Article in the Times’ ‘The Knowledge’ Magazine, 22nd July 2006
Jokers who had us doubled up with laughter
The Cherished: MORECAMBE AND WISE
Best remembered for: Being the most loved of all double acts. They timed sight gags to perfection (Eric cocking his glasses askew or slapping Ernie’s chops) and made goons out of their numerous, delighted celebrity guests. Often seen onscreen innocently sharing a bed in domestic harmony. Highs: In the mid-1970s heyday, they’d regularly pull in 25 million viewers or more. Angela Rippon’s high kicks, Shirley Bassey in a hobnail boot and Eric’s run-in with Andrew Preview (Andre Previn) are among British TVs iconic moments.

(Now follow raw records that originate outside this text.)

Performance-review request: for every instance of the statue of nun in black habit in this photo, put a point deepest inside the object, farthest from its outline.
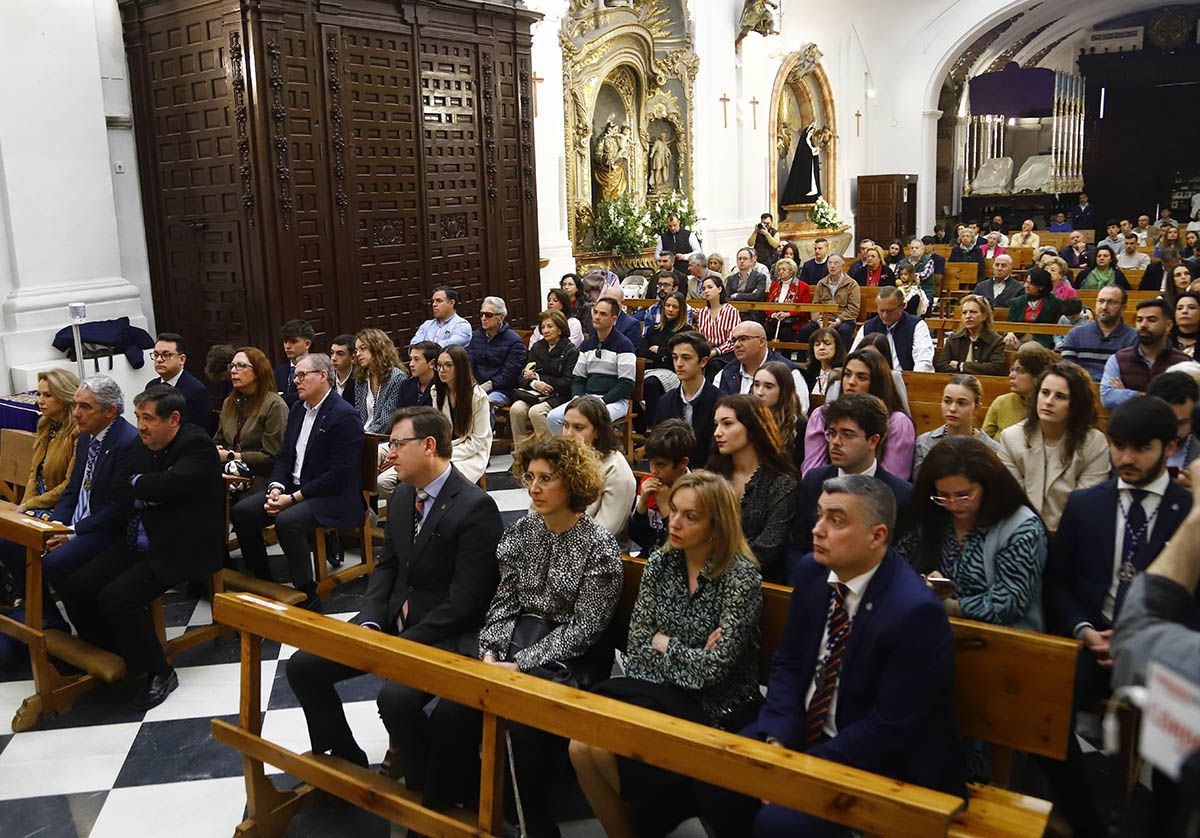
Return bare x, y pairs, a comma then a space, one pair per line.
804, 179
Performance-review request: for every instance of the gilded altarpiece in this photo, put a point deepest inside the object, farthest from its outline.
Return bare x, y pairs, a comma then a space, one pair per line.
629, 73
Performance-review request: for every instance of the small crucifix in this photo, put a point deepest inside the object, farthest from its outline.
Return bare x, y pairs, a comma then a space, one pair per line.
537, 79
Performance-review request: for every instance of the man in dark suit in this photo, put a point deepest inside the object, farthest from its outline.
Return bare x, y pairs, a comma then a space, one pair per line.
317, 479
298, 337
172, 501
855, 429
864, 672
169, 355
695, 399
1108, 534
435, 579
341, 353
88, 503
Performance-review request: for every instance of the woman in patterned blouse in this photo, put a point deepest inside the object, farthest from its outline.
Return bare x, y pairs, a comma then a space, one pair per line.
973, 526
693, 653
750, 454
561, 573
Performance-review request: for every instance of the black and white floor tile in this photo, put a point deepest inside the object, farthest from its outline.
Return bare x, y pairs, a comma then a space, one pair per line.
103, 770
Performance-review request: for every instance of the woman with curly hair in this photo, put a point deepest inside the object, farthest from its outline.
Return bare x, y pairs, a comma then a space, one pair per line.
1056, 449
561, 578
750, 454
378, 375
587, 420
465, 403
253, 417
774, 385
971, 524
691, 653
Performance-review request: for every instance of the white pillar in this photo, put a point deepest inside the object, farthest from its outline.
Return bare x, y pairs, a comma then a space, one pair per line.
58, 219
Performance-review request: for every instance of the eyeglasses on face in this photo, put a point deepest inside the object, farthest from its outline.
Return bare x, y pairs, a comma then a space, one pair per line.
544, 480
955, 500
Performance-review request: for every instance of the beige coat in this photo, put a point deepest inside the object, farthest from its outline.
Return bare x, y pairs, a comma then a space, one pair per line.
1048, 488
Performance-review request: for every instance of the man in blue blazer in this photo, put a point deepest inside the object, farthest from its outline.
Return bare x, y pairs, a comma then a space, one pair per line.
169, 355
317, 479
88, 504
864, 671
855, 429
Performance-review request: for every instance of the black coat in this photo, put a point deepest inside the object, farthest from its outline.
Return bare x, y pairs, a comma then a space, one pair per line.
448, 576
199, 401
181, 503
555, 366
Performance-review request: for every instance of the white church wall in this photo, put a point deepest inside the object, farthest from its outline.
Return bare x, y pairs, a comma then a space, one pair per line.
59, 214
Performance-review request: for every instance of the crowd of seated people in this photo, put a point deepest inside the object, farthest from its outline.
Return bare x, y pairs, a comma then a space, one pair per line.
747, 482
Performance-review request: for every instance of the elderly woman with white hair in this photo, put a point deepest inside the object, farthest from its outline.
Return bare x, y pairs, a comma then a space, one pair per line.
497, 353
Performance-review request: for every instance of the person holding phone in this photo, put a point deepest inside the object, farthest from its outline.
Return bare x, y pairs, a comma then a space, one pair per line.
975, 537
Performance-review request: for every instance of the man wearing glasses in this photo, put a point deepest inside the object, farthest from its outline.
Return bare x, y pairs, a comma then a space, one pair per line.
856, 425
169, 355
445, 327
433, 582
317, 479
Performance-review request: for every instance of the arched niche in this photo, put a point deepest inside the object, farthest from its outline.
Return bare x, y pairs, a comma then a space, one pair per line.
801, 97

Lows: Few and far between. Their first TV series Running Wild (1954) flopped, as did their big-screen forays in the 1960s (Ant and Dec take note).
What they say: William Cook, Eric’s biographer: “Eric and Ernie bridged the gap between music hall and the television we know today. In a sense, they helped to create modern light entertainment television.”
The Born Again: CANNON AND BALL
Best remembered for: Weak catchphrases (“Rock On, Tommy!”)
Highs: From Lancashire pubs to primetime TV in the 1980s. Still going strong on the circuit.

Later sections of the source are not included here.